Weihnachten wird der Heiland geboren. Doch die Welt bleibt die alte, so scheint es. Kriege und Krankheiten hören nicht auf. Ändert sich etwas durch das Kind in der Krippe?
Das Leben der Maria mit Szenen der Christgeburt auf Bildtafeln, die um 1500 gemalt wurden und sich am Altar der Kirche Erlau (Kirchenbezirk Glauchau-Rochlitz) befinden. ©
Foto: Rainer Oettel
Schon vor Tagen hat Christine* die Wohnung festlich geschmückt. Heute, am ersten Advent, ist alles perfekt. Aus den Fenstern leuchten Schwibbögen, auf der Kommode im Wohnzimmer musizieren propere Englein in knappen weißen Kleidchen. Christine und Peter* freuen sich auf Weihnachten, das Zusammensein mit Eltern und Geschwistern. Dann soll es endlich einmal ruhig sein, besinnlich. Es war ein anstrengendes Jahr.
Der Advent vergeht, die Zeit rennt. Christine kommt kaum zur Ruhe. Geschenke müssen ausgesucht und besorgt werden, Freunde laden immer wieder zum Glühweintrinken auf dem Weihnachtsmarkt ein. Auch das Festessen am ersten Feiertag will geplant sein, denn dann kommen alle Verwandten zu Christine und Peter zum Gansessen. Ob es auch nicht zu eng werden wird, in der kleinen Wohnung? Ob die Gans gelingt? Christine ist aufgeregt.
Mit den Vorbereitungen ist Christine so beschäftigt, dass sie fast den Termin beim Radiologen vergisst. Seit ein paar Monaten hat sie immer wieder starke Kopfschmerzen. Kein Wunder, hat sie sich gedacht, bei dem Stress auf Arbeit! Ein wenig genervt lässt sie die lästige Untersuchung in der Röhre über sich ergehen, denkt beim Stilleliegen noch: »Die Zeit hätte ich wahrlich besser nutzen können.«
Im Gespräch nach der Untersuchung ist der Arzt sehr still. Er schaut Christine nicht an. »Sie haben einen Hirntumor«, hört Christine und kann es nicht glauben. Die Worte: Nichtoperabel und sechs Monate dringen an ihr Ohr.
Als Christine von ihren Beinen aus der Praxis getragen wird, ruft ihr die Sprechstundenhilfe heiter hinterher: »Fröhliche Weihnachten!« Christine stoppt kurz. Wie soll ich jetzt noch Weihnachten feiern, denkt sie.
Zu Hause wird ihr übel beim Anblick der Englein und dem Lichterglanz in ihrer Wohnung. Wütend räumt sie alle Weihnachtssachen weg.
Und doch wird es Weihnachten werden. Christine kann es nicht verhindern. Auch ohne Schwibbögen, Englein, Kerzenschein und Gänsebraten wird Gott Mensch. Er kommt.
Hilflos und klein liegt er in der Krippe. Andächtig, besinnlich, war seine Geburt nicht. Die junge Maria war von der Schwangerschaft überrumpelt worden. Ohne jegliche medizinische Versorgung und unter schwierigen politischen Bedingungen musste sie ihr Kind entbinden.
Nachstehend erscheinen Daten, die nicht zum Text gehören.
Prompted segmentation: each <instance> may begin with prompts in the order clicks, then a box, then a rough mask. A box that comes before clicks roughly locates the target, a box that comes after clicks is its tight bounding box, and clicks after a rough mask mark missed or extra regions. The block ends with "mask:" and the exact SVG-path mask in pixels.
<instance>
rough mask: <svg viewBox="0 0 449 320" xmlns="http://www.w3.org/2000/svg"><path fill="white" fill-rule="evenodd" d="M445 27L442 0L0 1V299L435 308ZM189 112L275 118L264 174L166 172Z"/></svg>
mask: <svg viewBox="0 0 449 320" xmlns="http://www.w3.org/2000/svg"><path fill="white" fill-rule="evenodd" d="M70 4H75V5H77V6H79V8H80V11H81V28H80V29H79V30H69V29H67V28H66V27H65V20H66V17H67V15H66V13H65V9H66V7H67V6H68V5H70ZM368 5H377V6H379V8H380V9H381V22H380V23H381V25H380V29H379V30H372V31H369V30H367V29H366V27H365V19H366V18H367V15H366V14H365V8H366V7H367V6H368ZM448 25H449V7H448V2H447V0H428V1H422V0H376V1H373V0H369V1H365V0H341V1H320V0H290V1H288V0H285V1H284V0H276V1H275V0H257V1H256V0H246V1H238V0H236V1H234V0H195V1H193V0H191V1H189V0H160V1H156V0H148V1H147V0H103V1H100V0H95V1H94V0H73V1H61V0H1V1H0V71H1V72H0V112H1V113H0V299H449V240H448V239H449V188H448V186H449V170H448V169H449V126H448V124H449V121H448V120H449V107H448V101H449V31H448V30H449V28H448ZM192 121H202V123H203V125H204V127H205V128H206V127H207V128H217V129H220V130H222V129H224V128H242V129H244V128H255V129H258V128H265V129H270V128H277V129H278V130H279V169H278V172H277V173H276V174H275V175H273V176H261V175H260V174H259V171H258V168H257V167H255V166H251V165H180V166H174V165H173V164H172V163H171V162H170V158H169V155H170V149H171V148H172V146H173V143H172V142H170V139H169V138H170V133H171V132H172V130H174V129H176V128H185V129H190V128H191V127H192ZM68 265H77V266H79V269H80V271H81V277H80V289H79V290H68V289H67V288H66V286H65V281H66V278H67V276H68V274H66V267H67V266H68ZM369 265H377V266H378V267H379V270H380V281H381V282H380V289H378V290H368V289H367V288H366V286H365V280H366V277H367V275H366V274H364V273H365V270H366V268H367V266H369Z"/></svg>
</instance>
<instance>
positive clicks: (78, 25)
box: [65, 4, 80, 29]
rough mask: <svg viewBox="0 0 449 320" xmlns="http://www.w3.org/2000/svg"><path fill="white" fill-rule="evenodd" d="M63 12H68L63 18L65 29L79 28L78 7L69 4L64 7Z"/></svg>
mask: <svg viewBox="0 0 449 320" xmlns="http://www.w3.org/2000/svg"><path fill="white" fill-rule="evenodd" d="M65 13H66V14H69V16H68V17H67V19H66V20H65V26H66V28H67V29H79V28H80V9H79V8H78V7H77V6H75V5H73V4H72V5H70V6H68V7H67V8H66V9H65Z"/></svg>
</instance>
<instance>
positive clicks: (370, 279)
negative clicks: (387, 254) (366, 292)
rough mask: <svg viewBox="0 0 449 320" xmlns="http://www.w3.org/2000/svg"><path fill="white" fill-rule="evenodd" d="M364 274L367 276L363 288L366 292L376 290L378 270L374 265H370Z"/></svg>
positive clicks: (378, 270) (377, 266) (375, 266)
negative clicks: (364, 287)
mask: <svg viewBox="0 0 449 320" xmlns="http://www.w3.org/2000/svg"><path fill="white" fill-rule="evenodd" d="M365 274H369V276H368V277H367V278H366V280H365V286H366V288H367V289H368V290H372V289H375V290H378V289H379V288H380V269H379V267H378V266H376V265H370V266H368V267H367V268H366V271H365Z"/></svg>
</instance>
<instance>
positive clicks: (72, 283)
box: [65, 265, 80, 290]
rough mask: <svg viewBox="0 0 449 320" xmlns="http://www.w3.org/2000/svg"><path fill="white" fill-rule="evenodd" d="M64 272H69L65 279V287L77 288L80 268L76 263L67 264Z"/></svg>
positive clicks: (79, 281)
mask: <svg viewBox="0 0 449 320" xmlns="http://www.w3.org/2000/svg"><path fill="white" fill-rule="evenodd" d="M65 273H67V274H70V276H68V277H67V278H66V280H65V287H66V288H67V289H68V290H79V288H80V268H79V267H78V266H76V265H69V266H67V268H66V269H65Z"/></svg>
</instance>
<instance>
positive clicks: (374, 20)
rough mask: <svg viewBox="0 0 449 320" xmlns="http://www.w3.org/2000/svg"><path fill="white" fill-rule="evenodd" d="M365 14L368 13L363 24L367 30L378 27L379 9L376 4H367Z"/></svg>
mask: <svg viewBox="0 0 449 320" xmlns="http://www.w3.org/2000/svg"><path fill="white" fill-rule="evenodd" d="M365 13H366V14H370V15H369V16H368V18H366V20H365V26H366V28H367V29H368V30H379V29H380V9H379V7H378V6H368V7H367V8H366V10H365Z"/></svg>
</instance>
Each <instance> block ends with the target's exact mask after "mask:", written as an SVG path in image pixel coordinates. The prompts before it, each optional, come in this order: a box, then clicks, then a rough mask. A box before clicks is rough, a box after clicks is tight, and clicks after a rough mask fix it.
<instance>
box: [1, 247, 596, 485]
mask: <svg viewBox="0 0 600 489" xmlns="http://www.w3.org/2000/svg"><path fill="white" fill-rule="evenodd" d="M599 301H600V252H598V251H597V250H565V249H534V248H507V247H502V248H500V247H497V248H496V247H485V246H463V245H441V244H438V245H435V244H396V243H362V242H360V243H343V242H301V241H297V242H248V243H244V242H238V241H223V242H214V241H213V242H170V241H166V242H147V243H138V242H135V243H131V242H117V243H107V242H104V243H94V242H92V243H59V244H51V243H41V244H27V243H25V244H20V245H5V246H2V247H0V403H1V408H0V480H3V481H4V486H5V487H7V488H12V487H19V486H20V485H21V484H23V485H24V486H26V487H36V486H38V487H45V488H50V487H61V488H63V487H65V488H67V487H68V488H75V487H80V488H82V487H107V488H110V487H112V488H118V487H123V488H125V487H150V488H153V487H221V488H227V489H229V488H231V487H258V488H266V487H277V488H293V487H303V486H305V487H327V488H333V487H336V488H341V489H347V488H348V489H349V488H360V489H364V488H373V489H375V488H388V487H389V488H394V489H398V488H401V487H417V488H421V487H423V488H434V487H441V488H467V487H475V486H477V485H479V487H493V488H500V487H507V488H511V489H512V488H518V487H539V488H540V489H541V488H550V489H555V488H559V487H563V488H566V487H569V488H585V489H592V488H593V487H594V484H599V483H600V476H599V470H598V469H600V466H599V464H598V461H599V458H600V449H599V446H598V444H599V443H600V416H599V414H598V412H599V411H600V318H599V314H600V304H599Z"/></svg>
Gott schickt sein Kind mitten hinein in eine unvollkommene Welt, erspart ihm nichts. Nicht die Flucht nach Ägypten, nicht den schmachvollen Tod am Kreuz. Sieht so der Heiland aus? Heiligabend. Christine will nicht zum Gottesdienst gehen. »Was soll ich da?«, hatte sie ihrer Familie geantwortet.
Jetzt klingelt es an der Tür. Draußen steht die Mutter, um Christine zur Christvesper abzuholen. Gleichgültig zieht sich Christine den Mantel an.
Im Gottesdienst wird ihr erneut übel. Die beseelten Gesichter der anderen, die feierliche Stimmung sind für Christine nur schwer zu ertragen.
Dann singt der Chor: »Es kommt ein Schiff geladen.« Es ist Christines Lieblingslied, schon seit Kindertagen. Sie kann ihren Mund nicht zum Singen öffnen, doch in ihr bewegt sich etwas.
»Und wer dies Kind mit Freuden umfangen, küssen will, muss vorher mit ihm leiden, groß Pein und Marter viel. Danach mit ihm auch sterben und geistlich auferstehn. Ewigs Leben zu erben, wie an ihm ist geschehen«, heißt es in den letzten Strophen des Liedes.
Endlich laufen Christine die Tränen, das erste Mal seit der Diagnose. Endlich kann sie sich fallen lassen, kann ihre Ängste aussprechen, sich in den Arm nehmen lassen. Frieden kehrt bei ihr ein. Nicht weil plötzlich alles gut ist, sondern weil sie spürt: Gott ist da.